Mahdy’s tomb and Khalifa’s house
7 July 2006
By on 16:39

The Mahdist rebellion 1881 – 1885:

By 1879, Britain was fully in charge of Egypt. Gordon was made governor-general of Sudan a few years before, but the Brits had little interest in Sudan. At that time, a new movement started on a small island in the White Nile where the charismatic holy man Mohammed Ahmed, started to proclaim himself the Mahdi, "the Guided One". The Mahdi is the prophesied redeemer of Islam, who will change the world into a perfect Islamic society before Yaum al-Qiyamah (literally "Day of the Resurrection").

The Brits in Khartoum didn’t really like the idea of a rebellion and sent soldiers to arrest the Mahdi, but he escaped and fled to the province of Kordofan. It didn’t take long before Kordofan had fallen to the rebellion, including El Obeid – Sudan’s second largest town. The Brits got slightly agitated in Cairo and London and sent an army to ‘restore peace’… The whole army of 10,000 men was slaughtered in the Battle of Sheikan. The regions Darfur, Bhar-al-Ghazal and the Beja tribes of Eastern Sudan rose in support of the Mahdi and by September 1884, the Mahdi arrived at the gates of Khartoum, making his camp in Omdurman.

The gate does not look that impressive, now that a roundabout is built around it:

The arms of the two Niles made Khartoum easy to defend, but the Mahdi wasn’t stupid and began to slowly starve the city into submission. As the waters of the Nile dropped, the city became more and more exposed and on January 26 1885 the city had fallen and Gordon got stabbed to death on the steps of the Governor’s palace. In London, Gordon was canonised as a Victorian warrior-saint.

The Mahdy’s Tomb

Mohammed Ahmed never had time to fully enjoy the spoils of victory. 5 Months after capturing Khartoum, enjoying his harem of slave-girls and good food, he was dead – probably typhoid. A tomb with glittering silver dome was raised in his honour and pilgrimage to the tomb was made incumbent on all Sudanese, replacing the Haj to Mecca as one of the pillars of Islam.

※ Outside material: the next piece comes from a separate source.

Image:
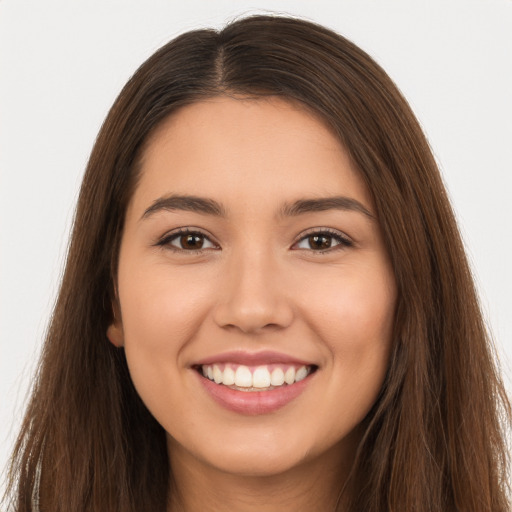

The Mahdy’s Tomb, as seen from Khalifa’s house:

Khalifa’s House

The Mahdi’s successor was the Khalifa Abdullah, from Darfur. Khalifa is Arabic for "stewardship" of nature and family, and is a key obligation of a Muslim. In the case of Abdullah, "The Khalifa" was the Sudanese Ansar (Patron of the late-Mahdi) General and ruler.

Omdurman grew as the new capital, the slave markets were reopened and the taxes went to crippling levels to fill the Khalifa’s private treasury. The Khalifa shared the Mahdi’s expansionist dreams, fighting the Ethiopians (a victory, but more like penalties than in the standard 90 minutes) and even trying to invade Egypt (and fail, again massive loss of life). After a devastating 3-year drought, Sudan began to stagnate again in 1895. On September 2 1898, Kitchener’s army (Yes, another Brit) met the Khalifa’s army and in a clash between the industrial and medieval worlds, called the Battle of Omdurman, 10,000 Sudanese died and the Khalifa fled Khartoum. Kitchener called it ‘A good dusting’

Across the street of the Mahdy’s Tomb is the house of his successor, Khalifa Abdullah. The house with a series of courtyards has been turned into a museum of the Mahdiya period.

The Brits left behind some good stuff when fleeing the first time:

The Mahdi’s favourite Enfield machine gun, captured when Gordon left the building:

The same machine gun made the difference in the Battle of Omdurman. The Mahdi managed to capture some modern fire arms in 1885, but 18 years later the Brits came back with more gunpower. A famous writer of that time wrote the lines "Whatever happens, we have got the Maxim Gun and they have not", and this difference would characterise imperial attitudes ever since.

Soon after their reconquest of Sudan, the British blew up the tomb and threw the Mahdi’s ashes in the river to prevent it from becoming a rallying point for unhappy Sudanese. The present tomb – a straight copy of the original – was rebuilt in 1947, once the Brits got over their fears of its symbolic power.